Le ministre de l'Intérieur Gérald Darmanin affirme que son projet de loi sur l'immigration aurait permis d'expulser du territoire l'assaillant responsable de la mort d'un professeur de lettres, vendredi à Arras.
Le texte prévoit de lever les protections qui empêchent aujourd'hui l'expulsion de certains étrangers, notamment ceux arrivés en France avant l'âge de 13 ans, comme le suspect Mohammed M., présent dans le pays depuis ses 6 ans.

Une façon d'encourager la droite et l'extrême droite à adopter son projet de loi sur l'immigration. Depuis l'assassinat d'un enseignant du lycée Gambetta par un jeune Russe radicalisé connu des services de renseignement, vendredi dernier à Arras, le gouvernement brandit un nouvel argument par la voix de Gérald Darmanin. Le ministre de l'Intérieur assure que le texte, dont l'examen doit débuter le 6 novembre au Sénat, aurait permis d'expulser le suspect. 
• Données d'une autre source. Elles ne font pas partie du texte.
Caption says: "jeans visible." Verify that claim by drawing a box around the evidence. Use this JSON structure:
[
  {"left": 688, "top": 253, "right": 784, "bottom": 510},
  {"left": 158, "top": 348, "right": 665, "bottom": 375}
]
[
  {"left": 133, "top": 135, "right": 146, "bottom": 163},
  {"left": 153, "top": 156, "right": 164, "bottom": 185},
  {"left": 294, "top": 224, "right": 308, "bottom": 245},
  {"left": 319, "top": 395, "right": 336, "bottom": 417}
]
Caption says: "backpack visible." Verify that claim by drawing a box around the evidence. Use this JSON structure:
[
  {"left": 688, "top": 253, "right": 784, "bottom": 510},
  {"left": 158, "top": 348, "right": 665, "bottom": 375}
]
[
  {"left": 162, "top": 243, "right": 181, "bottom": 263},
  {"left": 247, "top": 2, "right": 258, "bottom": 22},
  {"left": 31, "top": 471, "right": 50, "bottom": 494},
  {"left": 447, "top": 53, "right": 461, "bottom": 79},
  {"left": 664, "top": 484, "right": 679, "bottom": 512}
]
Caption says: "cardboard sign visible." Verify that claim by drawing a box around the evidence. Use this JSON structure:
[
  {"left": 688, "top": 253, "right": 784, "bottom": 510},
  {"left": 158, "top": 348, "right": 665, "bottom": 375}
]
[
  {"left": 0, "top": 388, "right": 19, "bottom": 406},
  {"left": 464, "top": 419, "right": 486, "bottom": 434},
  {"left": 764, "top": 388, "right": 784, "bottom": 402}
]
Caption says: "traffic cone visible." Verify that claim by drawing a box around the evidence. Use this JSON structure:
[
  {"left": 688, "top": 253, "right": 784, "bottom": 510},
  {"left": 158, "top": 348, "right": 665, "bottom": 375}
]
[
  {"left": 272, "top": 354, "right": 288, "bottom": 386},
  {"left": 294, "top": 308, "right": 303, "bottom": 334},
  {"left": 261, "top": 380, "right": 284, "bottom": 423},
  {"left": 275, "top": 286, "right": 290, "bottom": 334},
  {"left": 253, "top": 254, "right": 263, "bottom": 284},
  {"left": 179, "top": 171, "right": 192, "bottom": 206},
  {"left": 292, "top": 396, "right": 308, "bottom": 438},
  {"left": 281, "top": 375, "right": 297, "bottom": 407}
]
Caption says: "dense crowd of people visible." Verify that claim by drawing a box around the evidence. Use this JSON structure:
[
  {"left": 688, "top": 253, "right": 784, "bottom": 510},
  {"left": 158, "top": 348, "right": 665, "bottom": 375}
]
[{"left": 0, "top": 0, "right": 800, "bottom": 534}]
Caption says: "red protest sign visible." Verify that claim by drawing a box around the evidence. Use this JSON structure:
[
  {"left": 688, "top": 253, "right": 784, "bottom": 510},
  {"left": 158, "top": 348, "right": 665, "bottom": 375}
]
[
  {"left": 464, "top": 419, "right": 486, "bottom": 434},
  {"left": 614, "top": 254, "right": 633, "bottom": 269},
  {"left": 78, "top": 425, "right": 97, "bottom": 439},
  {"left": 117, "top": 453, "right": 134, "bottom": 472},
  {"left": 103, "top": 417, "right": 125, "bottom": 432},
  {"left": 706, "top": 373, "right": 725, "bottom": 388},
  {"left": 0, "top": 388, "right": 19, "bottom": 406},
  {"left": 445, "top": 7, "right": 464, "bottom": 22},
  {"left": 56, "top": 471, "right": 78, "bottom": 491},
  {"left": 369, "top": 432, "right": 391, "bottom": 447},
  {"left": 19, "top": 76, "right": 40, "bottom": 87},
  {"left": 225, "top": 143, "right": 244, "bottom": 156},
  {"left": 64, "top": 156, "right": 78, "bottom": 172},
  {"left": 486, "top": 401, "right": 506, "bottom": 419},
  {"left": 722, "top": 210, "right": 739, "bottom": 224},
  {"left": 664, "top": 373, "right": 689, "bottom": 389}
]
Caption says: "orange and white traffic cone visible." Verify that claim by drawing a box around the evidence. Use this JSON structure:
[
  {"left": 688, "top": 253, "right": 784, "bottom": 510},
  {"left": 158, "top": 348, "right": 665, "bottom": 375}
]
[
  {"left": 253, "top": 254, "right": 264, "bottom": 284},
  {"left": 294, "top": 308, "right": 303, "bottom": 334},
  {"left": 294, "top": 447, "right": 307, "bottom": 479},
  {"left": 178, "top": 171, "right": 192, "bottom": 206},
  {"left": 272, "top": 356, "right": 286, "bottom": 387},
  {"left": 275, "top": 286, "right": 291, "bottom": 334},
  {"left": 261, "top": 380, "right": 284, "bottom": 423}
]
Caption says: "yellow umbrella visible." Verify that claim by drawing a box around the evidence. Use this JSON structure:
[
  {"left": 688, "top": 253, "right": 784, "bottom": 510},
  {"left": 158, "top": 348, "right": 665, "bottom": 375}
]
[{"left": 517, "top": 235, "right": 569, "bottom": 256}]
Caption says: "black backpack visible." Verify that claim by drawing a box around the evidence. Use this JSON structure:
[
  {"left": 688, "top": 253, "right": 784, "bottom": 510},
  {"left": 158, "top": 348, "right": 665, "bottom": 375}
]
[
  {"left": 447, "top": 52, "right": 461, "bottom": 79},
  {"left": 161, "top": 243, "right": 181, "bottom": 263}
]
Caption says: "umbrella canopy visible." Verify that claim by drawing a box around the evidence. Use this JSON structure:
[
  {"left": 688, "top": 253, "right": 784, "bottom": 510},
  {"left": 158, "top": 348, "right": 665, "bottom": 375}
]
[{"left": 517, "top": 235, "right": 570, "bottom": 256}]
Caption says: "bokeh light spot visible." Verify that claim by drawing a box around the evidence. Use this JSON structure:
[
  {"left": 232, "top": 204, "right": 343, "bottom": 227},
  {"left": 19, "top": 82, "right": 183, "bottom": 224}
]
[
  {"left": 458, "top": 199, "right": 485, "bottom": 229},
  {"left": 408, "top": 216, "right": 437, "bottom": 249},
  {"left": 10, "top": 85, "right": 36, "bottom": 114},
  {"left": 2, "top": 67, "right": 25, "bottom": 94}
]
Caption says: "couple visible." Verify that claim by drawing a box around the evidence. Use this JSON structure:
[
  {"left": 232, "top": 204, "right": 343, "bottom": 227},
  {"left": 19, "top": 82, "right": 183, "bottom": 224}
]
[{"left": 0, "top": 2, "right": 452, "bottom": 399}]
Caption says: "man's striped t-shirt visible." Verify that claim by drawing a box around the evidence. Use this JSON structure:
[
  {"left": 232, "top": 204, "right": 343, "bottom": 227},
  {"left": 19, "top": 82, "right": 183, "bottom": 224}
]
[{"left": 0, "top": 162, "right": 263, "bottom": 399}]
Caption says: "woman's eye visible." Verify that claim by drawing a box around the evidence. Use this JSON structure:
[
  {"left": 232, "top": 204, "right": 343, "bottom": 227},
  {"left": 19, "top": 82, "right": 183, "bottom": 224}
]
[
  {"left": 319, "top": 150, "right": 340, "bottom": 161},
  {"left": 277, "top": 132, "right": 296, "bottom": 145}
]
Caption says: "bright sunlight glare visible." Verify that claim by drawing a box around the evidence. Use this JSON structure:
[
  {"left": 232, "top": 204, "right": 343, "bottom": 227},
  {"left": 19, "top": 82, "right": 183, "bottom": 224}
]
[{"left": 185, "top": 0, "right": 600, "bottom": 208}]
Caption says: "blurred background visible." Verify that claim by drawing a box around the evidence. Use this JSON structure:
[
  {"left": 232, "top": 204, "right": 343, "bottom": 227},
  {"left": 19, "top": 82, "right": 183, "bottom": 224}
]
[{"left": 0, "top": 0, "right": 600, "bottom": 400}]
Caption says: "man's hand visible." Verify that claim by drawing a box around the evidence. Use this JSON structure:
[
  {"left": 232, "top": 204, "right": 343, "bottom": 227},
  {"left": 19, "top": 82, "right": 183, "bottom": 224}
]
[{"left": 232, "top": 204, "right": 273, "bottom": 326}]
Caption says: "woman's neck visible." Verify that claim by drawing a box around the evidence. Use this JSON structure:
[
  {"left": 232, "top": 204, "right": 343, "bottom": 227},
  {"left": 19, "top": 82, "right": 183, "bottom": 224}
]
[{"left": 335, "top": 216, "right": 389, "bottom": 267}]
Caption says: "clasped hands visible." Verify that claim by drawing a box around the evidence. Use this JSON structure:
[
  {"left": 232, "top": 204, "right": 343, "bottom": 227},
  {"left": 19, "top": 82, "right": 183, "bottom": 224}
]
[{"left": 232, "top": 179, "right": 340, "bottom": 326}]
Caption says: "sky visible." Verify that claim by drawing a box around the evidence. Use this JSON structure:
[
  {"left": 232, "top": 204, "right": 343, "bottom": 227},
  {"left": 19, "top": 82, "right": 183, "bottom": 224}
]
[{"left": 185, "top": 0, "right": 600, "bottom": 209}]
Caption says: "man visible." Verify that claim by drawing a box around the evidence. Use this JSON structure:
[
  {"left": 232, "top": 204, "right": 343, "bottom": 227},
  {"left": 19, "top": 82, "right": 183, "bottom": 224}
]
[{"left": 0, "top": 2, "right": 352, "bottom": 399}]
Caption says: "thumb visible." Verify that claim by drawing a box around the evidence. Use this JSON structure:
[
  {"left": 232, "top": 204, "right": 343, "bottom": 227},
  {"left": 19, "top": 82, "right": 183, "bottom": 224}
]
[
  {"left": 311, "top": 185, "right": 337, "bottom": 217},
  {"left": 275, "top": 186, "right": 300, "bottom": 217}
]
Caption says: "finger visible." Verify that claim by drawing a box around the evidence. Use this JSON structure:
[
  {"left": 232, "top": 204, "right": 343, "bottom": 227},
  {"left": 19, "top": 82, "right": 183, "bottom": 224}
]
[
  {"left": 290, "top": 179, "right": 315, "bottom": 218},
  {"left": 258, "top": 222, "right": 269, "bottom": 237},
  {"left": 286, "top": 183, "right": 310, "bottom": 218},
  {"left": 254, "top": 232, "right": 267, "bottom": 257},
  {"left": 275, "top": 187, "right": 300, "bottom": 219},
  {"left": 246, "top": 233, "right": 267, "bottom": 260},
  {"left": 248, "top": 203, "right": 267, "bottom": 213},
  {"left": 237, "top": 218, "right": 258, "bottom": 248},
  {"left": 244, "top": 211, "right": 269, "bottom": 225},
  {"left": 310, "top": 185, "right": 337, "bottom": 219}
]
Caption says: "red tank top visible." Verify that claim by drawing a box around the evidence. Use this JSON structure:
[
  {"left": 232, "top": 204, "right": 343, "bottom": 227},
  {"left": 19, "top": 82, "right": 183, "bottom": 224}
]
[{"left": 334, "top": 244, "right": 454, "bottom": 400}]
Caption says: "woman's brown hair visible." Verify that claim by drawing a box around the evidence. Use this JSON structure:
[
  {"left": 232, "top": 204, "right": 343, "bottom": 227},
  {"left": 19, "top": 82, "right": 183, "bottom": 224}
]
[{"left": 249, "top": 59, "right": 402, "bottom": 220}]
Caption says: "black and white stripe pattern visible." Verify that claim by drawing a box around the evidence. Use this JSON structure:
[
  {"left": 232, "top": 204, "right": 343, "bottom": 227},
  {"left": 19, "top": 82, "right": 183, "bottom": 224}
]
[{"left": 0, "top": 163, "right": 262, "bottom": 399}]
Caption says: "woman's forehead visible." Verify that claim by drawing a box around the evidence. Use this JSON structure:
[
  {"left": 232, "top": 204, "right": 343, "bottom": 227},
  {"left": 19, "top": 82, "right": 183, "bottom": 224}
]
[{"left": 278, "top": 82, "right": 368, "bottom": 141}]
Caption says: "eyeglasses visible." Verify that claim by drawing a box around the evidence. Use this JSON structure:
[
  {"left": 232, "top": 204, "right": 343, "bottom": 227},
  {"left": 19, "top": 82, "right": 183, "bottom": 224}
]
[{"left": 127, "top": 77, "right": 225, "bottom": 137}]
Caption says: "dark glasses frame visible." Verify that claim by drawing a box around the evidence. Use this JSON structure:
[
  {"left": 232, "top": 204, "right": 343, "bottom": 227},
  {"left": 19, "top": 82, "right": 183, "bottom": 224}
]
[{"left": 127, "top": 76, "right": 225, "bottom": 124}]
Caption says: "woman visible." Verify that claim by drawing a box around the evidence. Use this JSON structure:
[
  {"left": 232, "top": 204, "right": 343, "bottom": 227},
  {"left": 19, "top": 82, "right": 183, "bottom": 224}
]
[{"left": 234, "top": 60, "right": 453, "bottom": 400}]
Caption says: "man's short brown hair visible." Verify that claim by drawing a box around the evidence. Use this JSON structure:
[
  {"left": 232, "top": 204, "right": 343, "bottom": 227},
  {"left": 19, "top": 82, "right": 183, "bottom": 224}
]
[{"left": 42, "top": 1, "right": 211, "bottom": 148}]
"Cette loi est absurde, il faut la changer", a souligné Gérald Darmanin ce mardi matin sur RTL. "Le texte immigration nous aurait permis de pouvoir obtenir la levée des protections du terroriste d'Arras", avait-il déjà affirmé la veille.

Nous n'avions que des soupçons et aucune preuve d'être en lien avec une entreprise terroriste
Gérald Darmanin à propos de Mohammed M.

Pourquoi ? Aujourd'hui, parmi les régimes de protection contre l’expulsion fixée par le code de l’entrée et du séjour des étrangers et du droit d’asile, figure l'entrée sur le territoire national avant l'âge de 13 ans. Ce qui était le cas de Mohammed M., présent sur le sol français depuis ses 6 ans. 

"Nous ne pouvons expulser du territoire national les personnes qui sont confondues de terrorisme en faisant fi des protections d'ordre public" dont fait partie l'arrivée sur le territoire avant l'âge de 13 ans, a expliqué le ministre de l'Intérieur lundi lors d'un point presse. Des exceptions existent, notamment le fait de porter atteinte aux intérêts fondamentaux de la nation, par exemple pour terrorisme, mais ce n'était pas le cas de l'assaillant. Il n'avait pas de casier judiciaire et "nous n'avions que des soupçons et aucune preuve d'être en lien avec une entreprise terroriste", a précisé Gérald Darmanin.

Levée des protections en cas de violences intrafamiliales ou trafic de drogue

Il a donc promis que dans son futur texte ces protections seraient levées. "Toutes les personnes qui sont arrivées avant l'âge de 13 ans sur le territoire national (…) s'ils ont trafiqué de la drogue, s'ils ont attaqué un policier, s'ils ont été accusés de violences intrafamiliales" pourront voir "la levée de ces protections pour pouvoir obtenir leur expulsion", a expliqué le locataire de Beauvau. 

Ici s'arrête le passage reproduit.